Essayist Jazmina Barrera’s Linea Nigra (Two Lines, May), which takes its title from the so-called pregnancy line that runs down the middle of the abdomen, is a narrative memoir punctuated by reflections on literary and artistic considerations of the maternal body and child-rearing. “This is a book about writing—writing during pregnancy, writing during motherhood,” says Barrera, who includes a bibliography of poems, short stories, interviews, and essays she read while breastfeeding. “It’s also about visual representations of motherhood, especially related to my mother, who’s a painter.”
Barrera spoke with PW about work in translation—the book was first published in Spanish in the author’s native Mexico—and finding comfort in literature.
What compelled you to write this memoir?
When I got pregnant, I started writing a journal. It was very personal writing that I didn’t plan to share. I also started looking for references, particularly about the process of pregnancy, childbirth, and breastfeeding in literature and visual arts. I was writing about my own experience, but also compiling. I found motherhood in [the work of] so many Mexican writers and also English-speaking writers—Mary Shelly, Shirley Jackson. It was very exciting to make these small discoveries. It’s a universal topic as much as death, as much as illness, as much as love. I think feminism has made the space for it to be talked about even more.
Then life itself started to change the text. There was an earthquake in Mexico and my mother got sick with cancer. There came a point when I realized that what had helped me so much during that very difficult time was literature, that I had found comfort in dialogue with other women’s voices. I realized that maybe my book could keep another woman company.
How is it to see your work in translation?
Christina [MacSweeney] is a good friend and we have had a correspondence from a few years back. The process of translating this book was part of that conversation. She sent me her questions and we answered our doubts together. She found solutions for when things were difficult to translate, because Christina is not only a wonderful translator, she’s also a wonderful writer. This book has been improved by her translation. It’s an exciting experience because my work feels new in her words, yet familiar.

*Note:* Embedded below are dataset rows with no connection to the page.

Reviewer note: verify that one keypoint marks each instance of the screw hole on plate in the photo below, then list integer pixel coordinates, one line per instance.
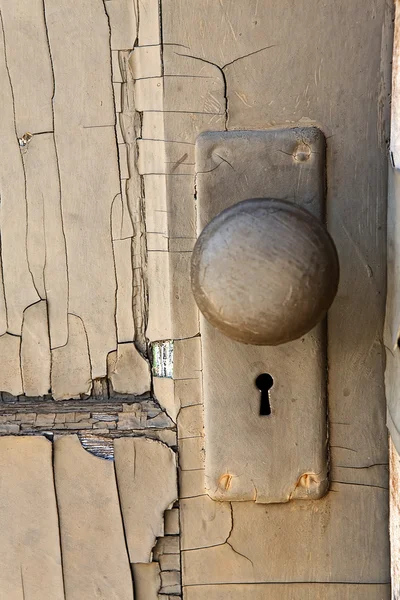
(264, 383)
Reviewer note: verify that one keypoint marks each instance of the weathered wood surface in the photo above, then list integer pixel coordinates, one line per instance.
(146, 475)
(72, 523)
(94, 554)
(70, 218)
(30, 557)
(297, 591)
(294, 74)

Was this a difficult book to write?
The challenges came with the physical state of pregnancy and the first months of early motherhood—just the fact of having the time to write and finding the energy to do it. Many [authors of] books on motherhood have faced that challenge by writing very fragmentary books. I liked that my form resembles so many other books on motherhood. There are many wonderful writers that write in this formless hybrid genre, mutant books which are like the mutant stage of pregnancy. It felt like being a part of a tradition.

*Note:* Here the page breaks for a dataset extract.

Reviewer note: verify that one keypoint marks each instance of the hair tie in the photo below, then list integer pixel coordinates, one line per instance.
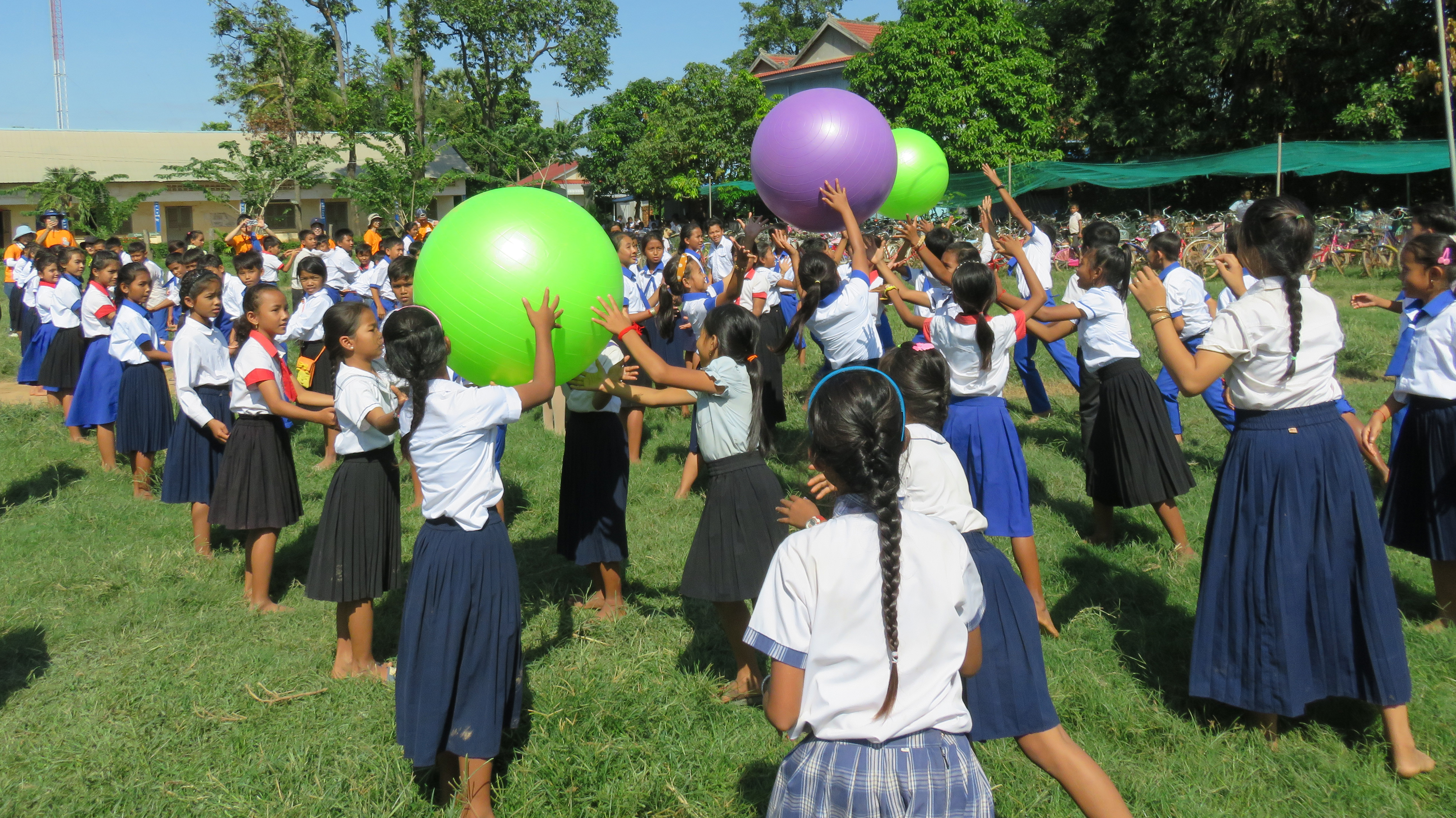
(893, 385)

Did you accomplish what you set out to do?
Writing is a way of thinking, a way of deepening issues I find interesting. There are so many mysteries in motherhood. The transformations of the body and the fact that a cell becomes a human being inside you—all of the implications of that are something that I explore with writing. The uncanniness of the situation was something that didn’t resolve, but with writing, it acquired a new dimension.